What Can Cause Excessive Drooling in My Puppy?
If your puppy gets something trapped in his mouth, it can cause excessive drooling. This can happen from chewing on a stick and getting a splinter embedded in the roof of his mouth, making it difficult to swallow.
When your dog swallows less often or stops swallowing, you will notice the saliva build up and dribble out of his mouth. If you notice your puppy drooling more than what he usually does, call your vet. If your puppy allows, look at the roof of his mouth to see if anything is noticeably embedded there. Also look at his teeth to see if something is stuck in any of his teeth.
Injuries in the mouth can also result in drooling. If your puppy got into a fight at the dog park and you notice he is drooling excessively, check the inside of his mouth for any sign of injury.
If there is a cut inside his mouth that is healing, he will probably drool more than usual. More severe and concerning causes for excessive drooling could include exposure to a harmful substance. If your dog got into some rat poison or other hazardous substance, he might drool.
If you notice any odd behavior along with the drooling, call your vet immediately. If your dog is acting lethargic or the drool looks frothy, he needs medical attention immediately.
Do Some Breeds Drool More Than Others?
Before you panic about the amount of drool your dog is producing, you need to know what is typical for the breed. Dogs with big snouts and floppy lips drool much more than breeds with small snouts and tight lips.
St. Bernards and various types of Mastiffs are among dogs that drool excessively. Other breeds that hyper salivate include Newfoundlands, bloodhounds, English Bulldogs, and Bernese Mountain Dogs.
It can be harder to spot dental issues or mouth injuries in these breeds because an excessive amount of drool is normal for them. That’s why it’s important to be aware of how much your dog normally drools, what’s typical for his breed, and his overall health.
Whenever a dog of any breed is not acting as he usually does, and is also drooling excessively, it’s important to call the vet.
However, if your dog is drooling a lot but seems normal otherwise, it’s probably safe to assume that he is in good health and the drooling is normal for him.

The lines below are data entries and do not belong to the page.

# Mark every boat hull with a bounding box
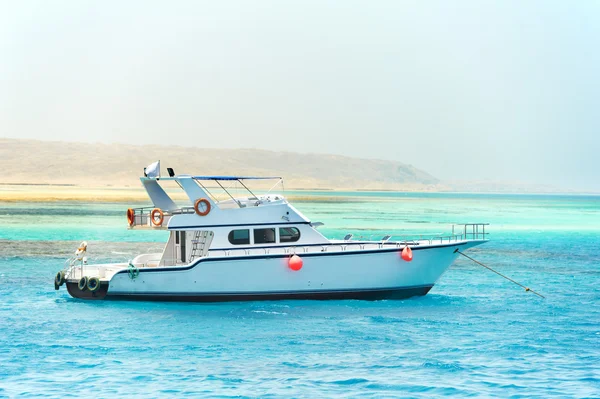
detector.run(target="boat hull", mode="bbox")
[64,240,485,302]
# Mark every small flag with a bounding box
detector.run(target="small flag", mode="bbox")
[145,161,160,178]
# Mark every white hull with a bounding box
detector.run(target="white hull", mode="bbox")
[65,240,485,301]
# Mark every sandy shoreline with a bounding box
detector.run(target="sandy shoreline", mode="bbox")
[0,184,371,203]
[0,185,162,203]
[2,184,596,203]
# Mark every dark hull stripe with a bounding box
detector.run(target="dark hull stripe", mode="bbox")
[114,240,479,276]
[102,285,433,302]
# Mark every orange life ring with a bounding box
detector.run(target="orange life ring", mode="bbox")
[194,198,211,216]
[150,208,164,226]
[126,208,135,226]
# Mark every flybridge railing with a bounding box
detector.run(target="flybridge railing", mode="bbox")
[127,206,196,229]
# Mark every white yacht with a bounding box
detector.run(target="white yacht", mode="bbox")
[54,162,489,301]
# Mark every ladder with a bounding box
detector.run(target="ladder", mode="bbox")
[189,231,213,262]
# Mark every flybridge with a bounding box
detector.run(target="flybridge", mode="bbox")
[142,161,282,181]
[140,174,285,212]
[127,161,301,230]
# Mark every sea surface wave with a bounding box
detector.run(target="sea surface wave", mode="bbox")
[0,193,599,398]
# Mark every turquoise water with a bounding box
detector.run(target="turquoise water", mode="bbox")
[0,193,599,397]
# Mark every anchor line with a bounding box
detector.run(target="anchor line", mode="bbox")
[454,249,545,299]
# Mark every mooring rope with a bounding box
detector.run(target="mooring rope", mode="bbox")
[127,261,139,280]
[455,249,545,298]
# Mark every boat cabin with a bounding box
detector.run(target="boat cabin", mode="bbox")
[126,170,329,266]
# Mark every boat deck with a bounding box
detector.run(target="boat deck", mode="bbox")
[207,238,472,257]
[64,224,489,282]
[207,224,489,257]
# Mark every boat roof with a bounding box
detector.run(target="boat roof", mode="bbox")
[192,175,282,181]
[140,175,282,181]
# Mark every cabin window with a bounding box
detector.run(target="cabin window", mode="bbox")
[228,229,250,245]
[279,227,300,243]
[254,228,275,244]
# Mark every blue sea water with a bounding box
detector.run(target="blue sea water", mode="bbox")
[0,193,599,398]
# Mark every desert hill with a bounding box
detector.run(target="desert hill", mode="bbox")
[0,138,440,190]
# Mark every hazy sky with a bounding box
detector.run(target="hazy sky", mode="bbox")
[1,1,599,191]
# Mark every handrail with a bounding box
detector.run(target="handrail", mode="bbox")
[127,205,201,229]
[203,223,489,258]
[452,223,489,241]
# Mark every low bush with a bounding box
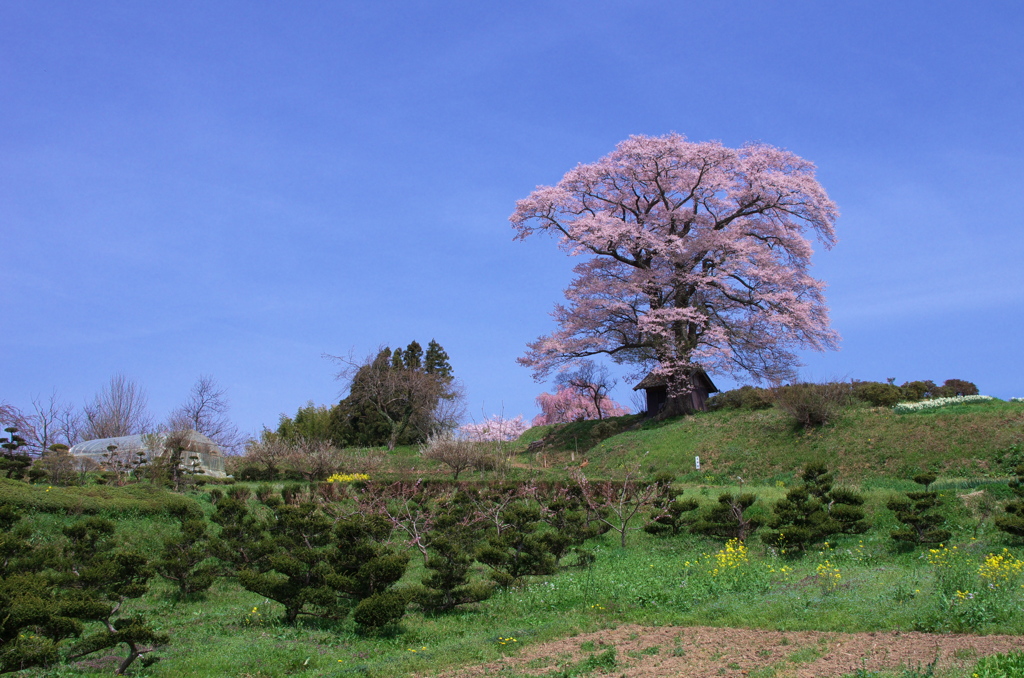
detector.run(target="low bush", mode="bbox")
[851,381,904,408]
[933,378,979,397]
[707,385,774,411]
[771,382,851,428]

Can I Reduce the Amount My Puppy Drools?
Some breeds just drool. And while it can become annoying to clean up, it’s just part of dog ownership, especially with owning certain breeds. You could try changing foods and making sure your dog is staying hydrated and out of the heat. But aside from that, as long as you have made sure there is nothing wrong with your dog medically, there is nothing you can do to stop the drooling.
How Can I Keep Drool Cleaned Up Around the House?
If you have one of those big fluffy drooling breeds, you will probably want to find innovative ways to keep the drool cleaned up around the house.
If your dog is a couch potato, one of the easiest things you can do to keep the drool from ruining your couches is to invest in a nice couch cover that can easily be removed and sent through the laundry.
Drooling is more common in some breeds than others, but a small amount of drool is considered normal, while an excessive amount may indicate another medical concern. Some breeds will drool more than others, so it’s important to know what’s normal for your dog. If you ever feel that your dog is acting abnormally along with his drooling, seek medical attention.